(HedgeCo.Net) The Securities and Exchange Commission has settled charges against three affiliated registrants, Commission-registered broker-dealer Nationwide Planning Associates, Inc. and investment adviser NPA Asset Management, LLC, and state-registered investment adviser Blue Point Strategic Wealth Management, LLC, for impeding brokerage customers and advisory clients from reporting securities law violations to the SEC. The firms agreed to pay combined civil penalties of $240,000 to settle the SEC’s charges.
According to the SEC’s order, from May 2021 through February 2024, Nationwide, NPA, and Blue Point collectively asked 11 retail clients to sign confidentiality agreements in connection with payments made by the entities to the clients’ investment accounts. The payments were intended to compensate the clients for losses caused by the firms’ alleged breaches of federal or state securities laws. The order finds that the agreements contained provisions that impeded clients from reporting potential securities law violations to the SEC by permitting communications only where the SEC first initiated an inquiry. As described in the order, some of the agreements further required the clients to represent that they had not reported the underlying dispute to the SEC or to another securities regulator and would forever refrain from such reporting.

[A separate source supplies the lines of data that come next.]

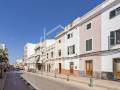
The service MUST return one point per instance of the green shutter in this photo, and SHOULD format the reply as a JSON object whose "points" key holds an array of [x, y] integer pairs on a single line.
{"points": [[112, 38]]}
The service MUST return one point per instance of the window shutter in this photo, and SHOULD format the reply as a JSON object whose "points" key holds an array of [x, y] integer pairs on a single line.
{"points": [[112, 38]]}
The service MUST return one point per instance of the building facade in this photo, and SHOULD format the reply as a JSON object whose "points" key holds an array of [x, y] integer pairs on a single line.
{"points": [[29, 56], [89, 46]]}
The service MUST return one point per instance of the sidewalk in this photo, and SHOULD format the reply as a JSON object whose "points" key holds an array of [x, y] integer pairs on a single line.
{"points": [[105, 84], [2, 81], [113, 85]]}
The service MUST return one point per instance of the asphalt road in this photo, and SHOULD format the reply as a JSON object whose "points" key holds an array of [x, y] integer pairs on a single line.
{"points": [[14, 82], [49, 84]]}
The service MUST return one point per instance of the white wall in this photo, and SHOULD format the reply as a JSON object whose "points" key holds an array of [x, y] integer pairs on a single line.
{"points": [[75, 40], [109, 25]]}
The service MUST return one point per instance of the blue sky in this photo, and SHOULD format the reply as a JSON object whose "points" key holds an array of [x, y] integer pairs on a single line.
{"points": [[22, 21]]}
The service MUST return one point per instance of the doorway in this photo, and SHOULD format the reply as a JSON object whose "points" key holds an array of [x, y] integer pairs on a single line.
{"points": [[116, 68], [59, 68], [71, 68], [89, 68]]}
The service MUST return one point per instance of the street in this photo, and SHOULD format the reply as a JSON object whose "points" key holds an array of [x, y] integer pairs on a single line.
{"points": [[43, 83], [13, 82]]}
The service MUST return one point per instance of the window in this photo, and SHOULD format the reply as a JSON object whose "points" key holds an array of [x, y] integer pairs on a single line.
{"points": [[115, 37], [115, 12], [69, 36], [112, 38], [118, 37], [59, 53], [71, 50], [88, 26], [59, 41], [89, 45], [51, 54]]}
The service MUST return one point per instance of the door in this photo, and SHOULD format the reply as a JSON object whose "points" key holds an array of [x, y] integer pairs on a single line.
{"points": [[71, 68], [89, 68], [116, 68], [59, 68]]}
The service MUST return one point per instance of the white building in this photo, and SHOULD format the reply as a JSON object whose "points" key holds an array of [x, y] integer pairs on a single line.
{"points": [[29, 59]]}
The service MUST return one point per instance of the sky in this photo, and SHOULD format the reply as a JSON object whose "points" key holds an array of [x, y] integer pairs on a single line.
{"points": [[23, 21]]}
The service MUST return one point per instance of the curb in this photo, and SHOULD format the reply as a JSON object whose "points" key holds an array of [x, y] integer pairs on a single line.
{"points": [[82, 82]]}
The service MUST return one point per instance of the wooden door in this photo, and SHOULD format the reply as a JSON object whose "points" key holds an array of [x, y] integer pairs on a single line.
{"points": [[71, 68], [89, 68], [59, 68], [116, 68]]}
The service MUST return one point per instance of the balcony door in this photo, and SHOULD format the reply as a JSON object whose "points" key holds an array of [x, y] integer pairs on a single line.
{"points": [[89, 68]]}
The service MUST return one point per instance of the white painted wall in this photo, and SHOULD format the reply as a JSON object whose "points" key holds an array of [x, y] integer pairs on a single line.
{"points": [[109, 25]]}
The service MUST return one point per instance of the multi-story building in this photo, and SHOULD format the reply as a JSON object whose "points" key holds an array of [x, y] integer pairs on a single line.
{"points": [[89, 46], [29, 57], [99, 41], [44, 52], [67, 47], [96, 47]]}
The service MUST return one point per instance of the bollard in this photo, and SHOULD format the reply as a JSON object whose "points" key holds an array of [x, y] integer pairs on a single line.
{"points": [[68, 78], [91, 81]]}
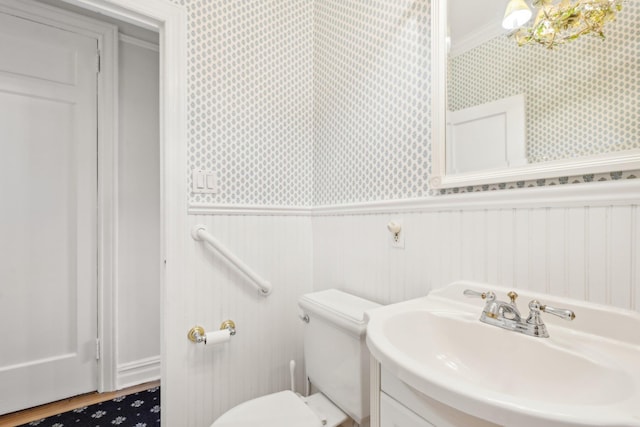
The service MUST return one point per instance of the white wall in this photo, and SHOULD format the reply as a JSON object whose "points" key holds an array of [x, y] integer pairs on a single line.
{"points": [[138, 229], [255, 361], [546, 239]]}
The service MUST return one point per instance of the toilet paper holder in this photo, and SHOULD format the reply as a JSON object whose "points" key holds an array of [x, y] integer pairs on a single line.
{"points": [[197, 334]]}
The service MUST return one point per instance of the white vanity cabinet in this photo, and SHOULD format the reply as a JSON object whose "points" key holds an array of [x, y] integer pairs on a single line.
{"points": [[395, 404]]}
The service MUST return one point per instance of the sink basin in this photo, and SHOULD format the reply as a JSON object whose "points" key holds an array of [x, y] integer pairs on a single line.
{"points": [[587, 373]]}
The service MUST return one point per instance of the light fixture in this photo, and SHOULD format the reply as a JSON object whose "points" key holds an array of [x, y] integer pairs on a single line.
{"points": [[561, 21], [516, 15]]}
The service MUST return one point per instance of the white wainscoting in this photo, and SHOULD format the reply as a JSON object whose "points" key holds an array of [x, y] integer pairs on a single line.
{"points": [[269, 334], [584, 249]]}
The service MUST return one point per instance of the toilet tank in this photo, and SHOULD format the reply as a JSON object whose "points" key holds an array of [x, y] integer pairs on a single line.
{"points": [[336, 355]]}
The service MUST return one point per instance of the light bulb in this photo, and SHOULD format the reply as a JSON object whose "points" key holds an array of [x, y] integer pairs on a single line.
{"points": [[516, 15]]}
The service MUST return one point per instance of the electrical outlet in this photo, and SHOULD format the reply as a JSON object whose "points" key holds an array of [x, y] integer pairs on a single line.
{"points": [[396, 234], [204, 182]]}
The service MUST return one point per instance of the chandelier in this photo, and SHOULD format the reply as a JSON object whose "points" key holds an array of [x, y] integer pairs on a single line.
{"points": [[559, 22]]}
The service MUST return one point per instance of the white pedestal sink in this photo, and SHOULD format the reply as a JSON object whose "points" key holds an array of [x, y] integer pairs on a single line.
{"points": [[587, 373]]}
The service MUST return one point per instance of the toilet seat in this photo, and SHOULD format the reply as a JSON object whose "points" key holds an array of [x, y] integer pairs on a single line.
{"points": [[274, 410]]}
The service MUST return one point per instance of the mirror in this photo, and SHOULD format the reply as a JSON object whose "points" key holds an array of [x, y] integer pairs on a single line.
{"points": [[504, 113]]}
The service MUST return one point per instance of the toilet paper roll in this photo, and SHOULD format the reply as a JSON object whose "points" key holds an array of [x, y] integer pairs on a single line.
{"points": [[217, 337]]}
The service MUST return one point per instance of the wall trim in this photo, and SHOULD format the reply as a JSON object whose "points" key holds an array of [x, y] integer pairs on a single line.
{"points": [[607, 193], [212, 209], [138, 372], [567, 195], [138, 42]]}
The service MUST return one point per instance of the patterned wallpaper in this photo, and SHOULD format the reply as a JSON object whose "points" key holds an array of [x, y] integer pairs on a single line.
{"points": [[250, 98], [581, 99], [372, 100], [318, 102]]}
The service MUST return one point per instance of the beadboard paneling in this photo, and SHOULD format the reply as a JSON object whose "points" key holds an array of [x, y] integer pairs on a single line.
{"points": [[588, 253], [269, 334]]}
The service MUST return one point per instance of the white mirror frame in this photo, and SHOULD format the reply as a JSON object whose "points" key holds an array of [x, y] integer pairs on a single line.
{"points": [[609, 162]]}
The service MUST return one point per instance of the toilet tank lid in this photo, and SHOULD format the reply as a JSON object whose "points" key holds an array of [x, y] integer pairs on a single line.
{"points": [[333, 301]]}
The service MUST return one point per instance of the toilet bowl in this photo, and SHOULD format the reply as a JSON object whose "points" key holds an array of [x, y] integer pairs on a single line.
{"points": [[283, 409], [337, 364]]}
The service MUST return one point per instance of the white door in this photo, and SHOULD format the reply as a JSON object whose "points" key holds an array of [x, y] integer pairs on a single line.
{"points": [[48, 192]]}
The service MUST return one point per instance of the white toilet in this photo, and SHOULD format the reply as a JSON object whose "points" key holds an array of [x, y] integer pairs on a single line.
{"points": [[337, 364]]}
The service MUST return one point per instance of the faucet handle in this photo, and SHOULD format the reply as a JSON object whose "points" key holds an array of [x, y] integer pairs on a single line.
{"points": [[563, 313], [489, 296]]}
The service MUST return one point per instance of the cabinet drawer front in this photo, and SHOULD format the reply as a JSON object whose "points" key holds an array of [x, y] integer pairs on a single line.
{"points": [[436, 413], [393, 414]]}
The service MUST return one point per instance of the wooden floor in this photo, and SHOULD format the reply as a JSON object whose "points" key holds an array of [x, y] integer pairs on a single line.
{"points": [[44, 411]]}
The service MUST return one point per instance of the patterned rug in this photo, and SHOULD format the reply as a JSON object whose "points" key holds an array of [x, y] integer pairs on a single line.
{"points": [[140, 409]]}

“Pure and simple, investors need to be able to report complaints or evidence of wrongdoing to the SEC without impediment,” said Corey Schuster, Co-Chief of the Enforcement Division’s Asset Management Unit. “We will continue to hold firms accountable for putting roadblocks between us and their investors.”

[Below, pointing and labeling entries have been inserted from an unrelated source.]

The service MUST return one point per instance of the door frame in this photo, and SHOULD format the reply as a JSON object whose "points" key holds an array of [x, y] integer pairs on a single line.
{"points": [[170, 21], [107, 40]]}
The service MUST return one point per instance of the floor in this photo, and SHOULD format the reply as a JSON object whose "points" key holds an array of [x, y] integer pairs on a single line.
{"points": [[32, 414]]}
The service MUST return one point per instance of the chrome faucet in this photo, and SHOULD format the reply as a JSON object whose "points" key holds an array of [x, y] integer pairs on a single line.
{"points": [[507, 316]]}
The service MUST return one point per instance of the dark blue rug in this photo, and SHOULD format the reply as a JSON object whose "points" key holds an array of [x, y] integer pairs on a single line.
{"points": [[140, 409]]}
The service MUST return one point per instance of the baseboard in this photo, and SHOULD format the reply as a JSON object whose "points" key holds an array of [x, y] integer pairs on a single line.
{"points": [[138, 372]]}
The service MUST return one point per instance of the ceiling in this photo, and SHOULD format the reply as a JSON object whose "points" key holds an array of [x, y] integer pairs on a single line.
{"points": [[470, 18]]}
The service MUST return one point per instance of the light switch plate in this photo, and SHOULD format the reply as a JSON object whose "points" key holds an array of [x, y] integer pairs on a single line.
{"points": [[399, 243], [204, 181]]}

The SEC’s order finds that Nationwide, NPA, and Blue Point each violated Rule 21F-17(a) under the Securities Exchange Act of 1934, a whistleblower protection rule that prohibits taking any action to impede an individual from communicating directly with SEC staff about possible securities law violations. Without admitting or denying the SEC’s findings, Nationwide, NPA, and Blue Point each agreed to be censured and to cease and desist from violating the whistleblower protection rule. They further agreed to a combined penalty, which was apportioned according to their relative size and financial condition, with NPA agreeing to pay $160,000, Nationwide $70,000, and Blue Point $10,000.